Mr Mannanan":cyucin7k said:


> ..Am I doing something wrong? I've read some articles and looked at videos but I'm no further forward. Any suggestions will be greatly appreciated....Thanks in anticipation,
> 
> Pete
> Ramsey
> Isle of Man



Three things for starters:-
1. If you have not got it already Get a copy of Woodturning-Foundation-Course by -Keith-Rowley
2. Make getting your tools sharp a priority, they may need sharpening several times during a 15-30 min turning session not just once a week.
3. Read through the Help Sticky at the top of the forum for relevant entries on tool catches, angles etc. and the rest of them for background information.


Sounds like No.2 is your main problem, if a tool is sharp enough and presented correctly then it should cut the moment it touches the wood without you applying any pressure and 90% of the time you should be having to restrict how much it is removing not trying to force it to cut.


----------



## Rlewisrlou66 (23 Oct 2014)

From one novice to another.
I was having the same problem at first making scrapings rather than shavings and it was annoying me. Keep at it and give your tools a good sharpen or find a local club to take your tools along see if someone can help you sharpen them properly. The tools themselves may be the problem as I've read a few times that cheap chisels are as good for turning as a spoon would be.
You said you bought the Lathe from B&Q what lathe is it and what tools do you have?
Also what wood are you trying to turn?


----------



## Mr Mannanan (23 Oct 2014)

Hi there again.

Thank you all so much for your very prompt and informative replies. I certainly intend to get a copy of the book because reading various posts on different issues it seems to hold a great many answers, I'll also take on board your other suggestions. One thing that stands out in all your replies is the need for sharp tools and I understand this and that was the reason I purchased a Robert Sorby tool with interchangeable heads, which according to the bumf doesn't require any sharpening at all....Perhaps it's all down to practice and perseverance. Thanks once again......Off to shed to get some practice in..........I should have added....the lathe is a B&Q own brand...Pro something or other and it's a piece of sycamore I'm trying to turn, previously I tried oak.


----------



## Harry 48 (23 Oct 2014)

The turnmaster will only scrape wood a well sharpened tool will slice the wood if your riding the bevel correctly you guide the tool not force it plenty of youtube's on this method.

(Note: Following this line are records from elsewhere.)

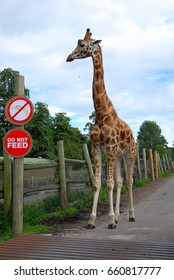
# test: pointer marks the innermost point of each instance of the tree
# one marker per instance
(7, 78)
(72, 137)
(150, 136)
(41, 130)
(89, 125)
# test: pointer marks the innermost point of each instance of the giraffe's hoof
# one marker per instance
(90, 226)
(111, 226)
(132, 219)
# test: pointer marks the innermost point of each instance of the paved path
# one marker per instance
(154, 219)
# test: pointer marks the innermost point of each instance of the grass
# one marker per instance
(35, 214)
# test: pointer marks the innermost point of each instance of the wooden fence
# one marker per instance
(41, 177)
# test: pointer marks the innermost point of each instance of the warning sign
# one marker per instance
(17, 142)
(19, 110)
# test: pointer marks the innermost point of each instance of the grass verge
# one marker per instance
(36, 213)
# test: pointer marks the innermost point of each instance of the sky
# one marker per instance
(137, 44)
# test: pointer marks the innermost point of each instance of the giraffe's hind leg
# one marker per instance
(130, 160)
(110, 185)
(119, 182)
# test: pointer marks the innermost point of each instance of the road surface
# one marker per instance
(154, 219)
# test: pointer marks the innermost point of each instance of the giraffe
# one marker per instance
(110, 135)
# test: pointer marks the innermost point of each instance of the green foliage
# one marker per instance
(150, 136)
(34, 213)
(165, 174)
(89, 125)
(72, 137)
(141, 182)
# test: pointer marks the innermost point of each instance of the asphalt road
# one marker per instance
(154, 219)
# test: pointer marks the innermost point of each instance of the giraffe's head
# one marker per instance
(85, 47)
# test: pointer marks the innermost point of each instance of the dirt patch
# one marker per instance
(75, 223)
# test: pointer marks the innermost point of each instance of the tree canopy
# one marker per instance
(150, 136)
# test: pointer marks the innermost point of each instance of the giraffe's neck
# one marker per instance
(103, 106)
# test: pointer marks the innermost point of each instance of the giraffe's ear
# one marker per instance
(97, 42)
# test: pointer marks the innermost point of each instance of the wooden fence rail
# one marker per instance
(144, 168)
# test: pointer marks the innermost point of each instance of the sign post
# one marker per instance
(18, 142)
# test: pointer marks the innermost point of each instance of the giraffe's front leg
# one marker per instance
(110, 185)
(91, 222)
(96, 152)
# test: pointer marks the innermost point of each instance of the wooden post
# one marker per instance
(164, 163)
(7, 174)
(160, 164)
(62, 175)
(156, 164)
(167, 161)
(18, 175)
(89, 165)
(138, 163)
(171, 164)
(152, 165)
(145, 163)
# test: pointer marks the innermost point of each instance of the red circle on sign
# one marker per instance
(17, 142)
(19, 110)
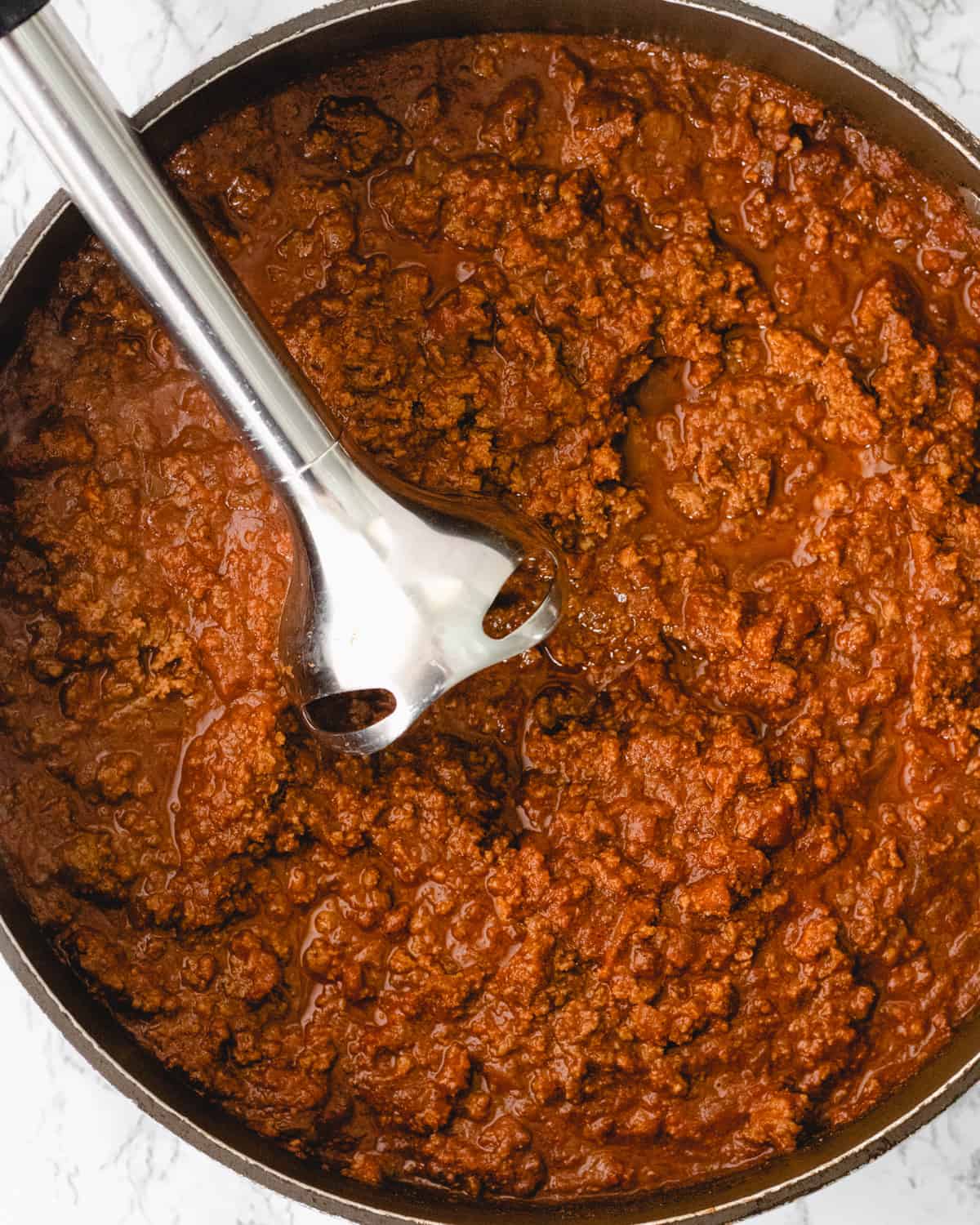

There is not a wood turning tool that does not need sharpening even carbide cutters don't last for ever.
Sharp tools are the turners best friend :lol:


----------



## Tazmaniandevil (23 Oct 2014)

I'm almost completely self taught. I say almost, because I did have some bad tuition during my higher woodwork 30-odd years ago, and I have had some one to one tuition.
I would recommend joining a club at the very least and finding out whether anyone there will spare you some time for guidance.
A couple of hundred quid on some pro tuition though, will make all the difference. No-one will profess to showing you how to turn "the right way." Folk can and will be able to say what you're doing wrong.
I'm not familiar with the turnmaster, but I believe it is a scraper. (when turning was first invented it was all probably done with scrapers)
I think you will be able to remove material much more quickly with well sharpened gouges.


----------



## Dalboy (23 Oct 2014)

CHJ":2itsa6q2 said:


> Mr Mannanan":2itsa6q2 said:
> 
> 
> > ..Am I doing something wrong? I've read some articles and looked at videos but I'm no further forward. Any suggestions will be greatly appreciated....Thanks in anticipation,
> ...



+1 for CHJ's advice. When I first started turning I used the "Woodturning A Foundation Course by Keith Rowley" and found lots of information in it try to practice what he has put in the book even if it is just a spindle with beads a coves. Get a feel of the tools, then make your first piece that is of use and keep it to look back on.


----------



## Mr Mannanan (23 Oct 2014)

Thank you all so much for your very welcome advice. No time to do anything today but with the weekend coming up hopefully I will find some time. I must say i'm a tad disappointed in the Robert Sorby tool because it's advertised as never going blunt. whatever, I will persevere.....


----------



## Rlewisrlou66 (23 Oct 2014)

I don't think the problem stems from the Tool being blunt but more a case of it being used for the wrong job.
If you want to remove a large amount of wood you're better off using a Rouging Gouge.


----------



## CHJ (23 Oct 2014)

Rlewisrlou66":3ltcvt2d said:


> I don't think the problem stems from the Tool being blunt but more a case of it being used for the wrong job.
> If you want to remove a large amount of wood you're better off using a Rouging Gouge.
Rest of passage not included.